Souvenirs de mai 1968, début de 50 ans de militantisme politique

jeudi 7 juin 2018.
 

En mai 1968 je suis âgée de 15 ans et demi et élève de première C (mathématiques) au lycée Marie-Curie à Sceaux. C’est un lycée de jeunes filles (2500 élèves en 1958), la majorité des lycées de l’époque n’étant pas mixte.

Le système éducatif est alors très différencié socialement.

Jusqu’en 1959, les cours complémentaires annexés aux écoles primaires permettent à quelques enfants des milieux populaires, notamment des jeunes filles, de dépasser l’enseignement primaire à une époque où seuls les enfants de la bourgeoisie, à l’exception de quelques boursiers, ont accès à l’enseignement secondaire. En 1959 l’examen d’entrée en 6ème est supprimé et la scolarité obligatoire passe de 14 ans à 16 ans.

Puis sont créés les CEG (collège d’enseignement général) où vont très majoritairement les élèves des classes populaires. Ils peuvent sortir avec le certificat d’études à 14 ans ou s’ils sont bons élèves aller jusqu’en 3ème où ils passent le brevet élémentaire. Ce brevet permet d’entrer dans la vie active notamment dans le secteur des services qui commence à se développer (banques, assurances). Passer du CEG au lycée est alors très difficile.
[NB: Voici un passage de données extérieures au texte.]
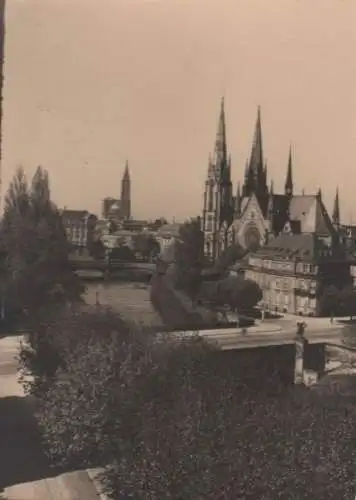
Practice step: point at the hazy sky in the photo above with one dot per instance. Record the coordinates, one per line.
(89, 84)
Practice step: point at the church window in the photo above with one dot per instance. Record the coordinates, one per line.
(211, 197)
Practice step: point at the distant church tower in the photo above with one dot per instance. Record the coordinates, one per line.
(288, 187)
(126, 194)
(218, 198)
(336, 211)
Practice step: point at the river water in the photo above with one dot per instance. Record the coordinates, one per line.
(131, 300)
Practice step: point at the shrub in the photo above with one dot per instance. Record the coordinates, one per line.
(176, 420)
(53, 337)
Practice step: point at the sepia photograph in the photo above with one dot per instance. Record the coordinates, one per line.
(177, 250)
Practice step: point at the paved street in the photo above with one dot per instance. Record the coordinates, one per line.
(272, 332)
(24, 471)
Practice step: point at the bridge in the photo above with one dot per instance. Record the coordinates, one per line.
(88, 268)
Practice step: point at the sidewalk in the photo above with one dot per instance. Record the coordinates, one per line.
(25, 473)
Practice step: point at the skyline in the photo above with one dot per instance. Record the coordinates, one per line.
(156, 101)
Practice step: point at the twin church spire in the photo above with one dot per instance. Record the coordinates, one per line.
(255, 181)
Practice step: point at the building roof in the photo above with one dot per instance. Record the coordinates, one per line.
(75, 214)
(312, 214)
(303, 246)
(305, 214)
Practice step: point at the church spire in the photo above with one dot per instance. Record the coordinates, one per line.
(288, 187)
(220, 153)
(256, 161)
(336, 210)
(126, 193)
(238, 201)
(255, 180)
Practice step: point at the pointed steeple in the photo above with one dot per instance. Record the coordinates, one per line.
(288, 187)
(220, 153)
(255, 181)
(126, 193)
(256, 161)
(336, 209)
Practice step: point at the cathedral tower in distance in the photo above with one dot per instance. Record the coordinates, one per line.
(218, 199)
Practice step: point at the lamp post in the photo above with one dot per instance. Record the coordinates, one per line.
(299, 353)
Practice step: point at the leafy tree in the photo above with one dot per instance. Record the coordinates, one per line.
(37, 269)
(178, 420)
(238, 293)
(230, 256)
(189, 257)
(79, 420)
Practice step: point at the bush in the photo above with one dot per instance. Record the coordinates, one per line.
(176, 420)
(52, 339)
(90, 405)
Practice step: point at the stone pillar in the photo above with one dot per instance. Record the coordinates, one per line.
(299, 353)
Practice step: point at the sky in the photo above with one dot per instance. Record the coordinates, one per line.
(89, 84)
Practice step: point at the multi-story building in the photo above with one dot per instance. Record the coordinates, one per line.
(80, 228)
(256, 214)
(293, 270)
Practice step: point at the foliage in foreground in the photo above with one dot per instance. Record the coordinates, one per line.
(36, 271)
(238, 293)
(176, 421)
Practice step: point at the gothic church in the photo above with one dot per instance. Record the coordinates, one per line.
(255, 214)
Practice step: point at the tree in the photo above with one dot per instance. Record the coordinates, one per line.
(230, 256)
(146, 245)
(238, 293)
(189, 257)
(179, 420)
(37, 270)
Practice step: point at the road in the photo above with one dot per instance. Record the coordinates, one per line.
(24, 471)
(268, 335)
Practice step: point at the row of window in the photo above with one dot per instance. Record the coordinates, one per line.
(287, 284)
(301, 267)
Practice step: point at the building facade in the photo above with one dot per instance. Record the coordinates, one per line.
(255, 214)
(294, 270)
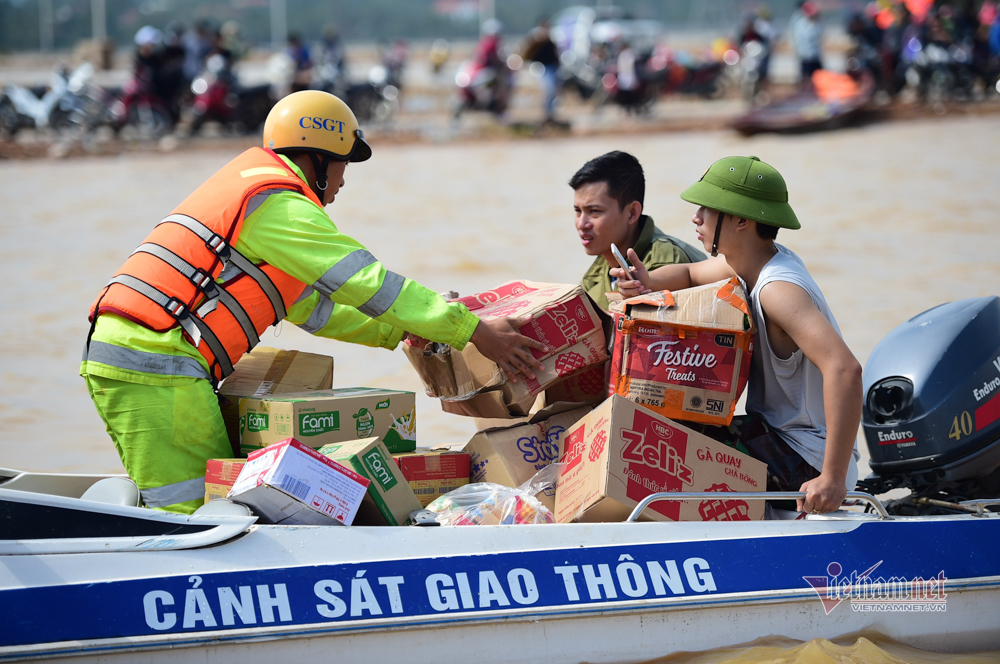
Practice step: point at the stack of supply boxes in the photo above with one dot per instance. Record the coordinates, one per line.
(612, 415)
(561, 316)
(676, 356)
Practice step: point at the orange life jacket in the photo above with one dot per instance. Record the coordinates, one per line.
(170, 280)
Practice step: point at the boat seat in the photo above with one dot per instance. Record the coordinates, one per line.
(113, 491)
(223, 507)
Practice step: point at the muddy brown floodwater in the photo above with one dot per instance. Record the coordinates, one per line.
(896, 217)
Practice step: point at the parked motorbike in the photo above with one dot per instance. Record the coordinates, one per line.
(938, 72)
(219, 97)
(751, 58)
(482, 88)
(140, 108)
(69, 104)
(679, 73)
(639, 99)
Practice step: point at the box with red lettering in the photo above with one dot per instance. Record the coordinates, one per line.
(620, 453)
(686, 354)
(561, 316)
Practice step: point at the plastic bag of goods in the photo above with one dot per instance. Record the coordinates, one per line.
(489, 504)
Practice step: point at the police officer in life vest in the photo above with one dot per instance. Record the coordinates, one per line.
(252, 246)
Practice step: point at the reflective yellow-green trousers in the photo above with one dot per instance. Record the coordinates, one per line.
(164, 436)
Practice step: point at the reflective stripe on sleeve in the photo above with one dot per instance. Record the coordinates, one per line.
(306, 292)
(258, 199)
(343, 270)
(319, 317)
(171, 494)
(385, 297)
(137, 360)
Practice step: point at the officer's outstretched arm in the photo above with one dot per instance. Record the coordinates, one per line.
(500, 341)
(670, 277)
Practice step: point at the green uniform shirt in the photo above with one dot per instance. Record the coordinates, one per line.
(291, 233)
(655, 249)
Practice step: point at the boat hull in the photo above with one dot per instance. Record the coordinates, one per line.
(552, 593)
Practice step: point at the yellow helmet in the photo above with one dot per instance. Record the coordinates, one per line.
(315, 121)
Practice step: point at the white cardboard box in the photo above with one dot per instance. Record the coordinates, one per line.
(292, 484)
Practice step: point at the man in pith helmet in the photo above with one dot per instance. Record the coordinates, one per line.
(250, 247)
(804, 394)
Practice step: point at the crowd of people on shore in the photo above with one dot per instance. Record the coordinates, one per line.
(951, 46)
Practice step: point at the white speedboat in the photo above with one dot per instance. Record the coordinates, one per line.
(91, 581)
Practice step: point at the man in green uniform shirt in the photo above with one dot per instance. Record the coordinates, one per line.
(608, 204)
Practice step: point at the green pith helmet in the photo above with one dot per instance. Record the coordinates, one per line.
(745, 187)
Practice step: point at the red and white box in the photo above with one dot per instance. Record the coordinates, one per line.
(686, 354)
(292, 484)
(620, 452)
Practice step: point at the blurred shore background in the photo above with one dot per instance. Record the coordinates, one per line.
(898, 207)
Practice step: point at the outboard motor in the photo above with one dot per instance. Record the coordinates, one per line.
(932, 408)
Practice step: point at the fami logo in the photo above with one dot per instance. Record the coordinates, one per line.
(256, 422)
(378, 468)
(314, 424)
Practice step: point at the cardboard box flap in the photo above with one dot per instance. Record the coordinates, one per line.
(448, 374)
(721, 305)
(266, 370)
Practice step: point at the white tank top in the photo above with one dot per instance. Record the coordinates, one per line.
(788, 393)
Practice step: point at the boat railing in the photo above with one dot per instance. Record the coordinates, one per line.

En 1970, il y a encore 67% des enfants d’ouvriers qui arrêtent leurs études avant 15 ans.

Il y a 1 100 000 élèves dans le secondaire en 1950, 2 628 000 en 1960 et 4 654 000 en 1970.

En 1969, année où je passerai mon bac, seulement 14,4% de la classe d’âge obtient un bac général et 1,7% un bac technique sachant que le taux de réussite est de 66% et que seuls 32% ont une mention contre 54,3% en 2012. Le nombre d’enfants d’ouvriers ayant la chance de passer le bac à l’époque est faible. Le lycée est un lycée élitiste, peu ouvert aux classes populaires, avec un recrutement sur dossier et non en fonction d’une carte scolaire.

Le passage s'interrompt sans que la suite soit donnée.